In her acceptance speech, O’Neill described her approach to Kant and addressed the question of how reasoning can bear on action: “We can at least say this much about reasoning: if we want to give others reasons to believe something, we must offer considerations that they could follow in thought,” the Laureate said, “and if we want to give them reasons for acting we must offer them proposals that they could adopt as principles for action.”

O’Neill also addressed dilemmas relating to free expression, and she underscored how we must find ways to deal with the challenges that arise from new forms of communication: “How are personal and democratic life to be protected in our new situation from those whose weapon is simply the dissemination of content?” O’Neill asked. “It is tempting to think that because we managed the transitions to writing and to printing, there are tried and tested ways of dealing with new challenges. But do we? Here perhaps philosophers and others should fear to tread: but perhaps we must be bold.”

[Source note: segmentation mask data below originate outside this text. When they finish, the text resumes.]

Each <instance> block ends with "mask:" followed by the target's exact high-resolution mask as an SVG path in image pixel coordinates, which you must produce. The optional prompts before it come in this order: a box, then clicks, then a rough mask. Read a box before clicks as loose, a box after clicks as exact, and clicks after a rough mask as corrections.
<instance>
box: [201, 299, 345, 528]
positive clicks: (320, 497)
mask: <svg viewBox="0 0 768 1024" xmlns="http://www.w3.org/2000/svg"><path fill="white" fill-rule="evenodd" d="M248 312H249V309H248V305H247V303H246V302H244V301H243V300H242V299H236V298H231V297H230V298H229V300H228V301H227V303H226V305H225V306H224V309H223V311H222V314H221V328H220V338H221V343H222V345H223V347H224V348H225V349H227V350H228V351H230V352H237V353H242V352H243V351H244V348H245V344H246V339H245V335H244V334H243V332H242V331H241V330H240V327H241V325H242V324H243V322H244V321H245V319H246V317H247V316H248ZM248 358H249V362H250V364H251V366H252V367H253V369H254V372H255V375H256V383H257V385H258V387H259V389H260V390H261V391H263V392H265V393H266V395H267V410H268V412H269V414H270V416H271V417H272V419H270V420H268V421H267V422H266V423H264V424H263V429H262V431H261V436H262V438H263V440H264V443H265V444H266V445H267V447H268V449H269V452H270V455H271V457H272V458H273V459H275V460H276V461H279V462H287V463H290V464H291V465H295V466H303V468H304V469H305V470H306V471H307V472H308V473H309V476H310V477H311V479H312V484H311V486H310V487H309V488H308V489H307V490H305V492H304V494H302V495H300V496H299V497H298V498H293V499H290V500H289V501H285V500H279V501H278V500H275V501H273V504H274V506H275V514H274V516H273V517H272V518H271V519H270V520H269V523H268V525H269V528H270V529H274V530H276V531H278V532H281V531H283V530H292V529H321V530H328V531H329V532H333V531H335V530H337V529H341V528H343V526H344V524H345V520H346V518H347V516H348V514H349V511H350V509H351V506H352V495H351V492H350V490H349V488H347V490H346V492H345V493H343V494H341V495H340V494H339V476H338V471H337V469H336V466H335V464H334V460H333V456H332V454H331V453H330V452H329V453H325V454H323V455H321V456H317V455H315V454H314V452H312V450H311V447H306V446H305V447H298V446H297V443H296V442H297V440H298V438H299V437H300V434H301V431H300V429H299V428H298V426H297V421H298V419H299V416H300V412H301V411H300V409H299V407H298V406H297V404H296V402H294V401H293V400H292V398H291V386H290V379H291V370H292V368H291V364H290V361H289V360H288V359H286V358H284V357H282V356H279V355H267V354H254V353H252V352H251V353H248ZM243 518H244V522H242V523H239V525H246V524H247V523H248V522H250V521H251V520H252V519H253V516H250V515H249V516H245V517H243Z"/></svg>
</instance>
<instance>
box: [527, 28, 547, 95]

Lower crime rates through rehabilitation

Also today, the Nils Klim Prize was conferred upon Norwegian Professor of Economics Katrine Vellesen Løken, University of Bergen, for her research on the Nordic welfare states. Løken became Norway’s youngest female professor of economics ever at the age of 31. The Nils Klim Prize amount is NOK 300.000 (approx. EUR 33.000), and the Prize is awarded annually to a Nordic researcher under the age of 35, who has made an outstanding contribution to research in the fields covered by the Holberg Prize.

Vellesen Løken said in her acceptance speech that she was honored and humbled to receive the Prize. She also described her current research focus: The social costs of incarceration.

One key preliminary finding in this research is that the Nordic prisons and their rehabilitation programs can significantly reduce later criminality through increased participation in the labor market, the Nils Klim Laureate said. “Again, the Nordic countries serve as inspiration for other countries in how to form and direct resources to the penal system.”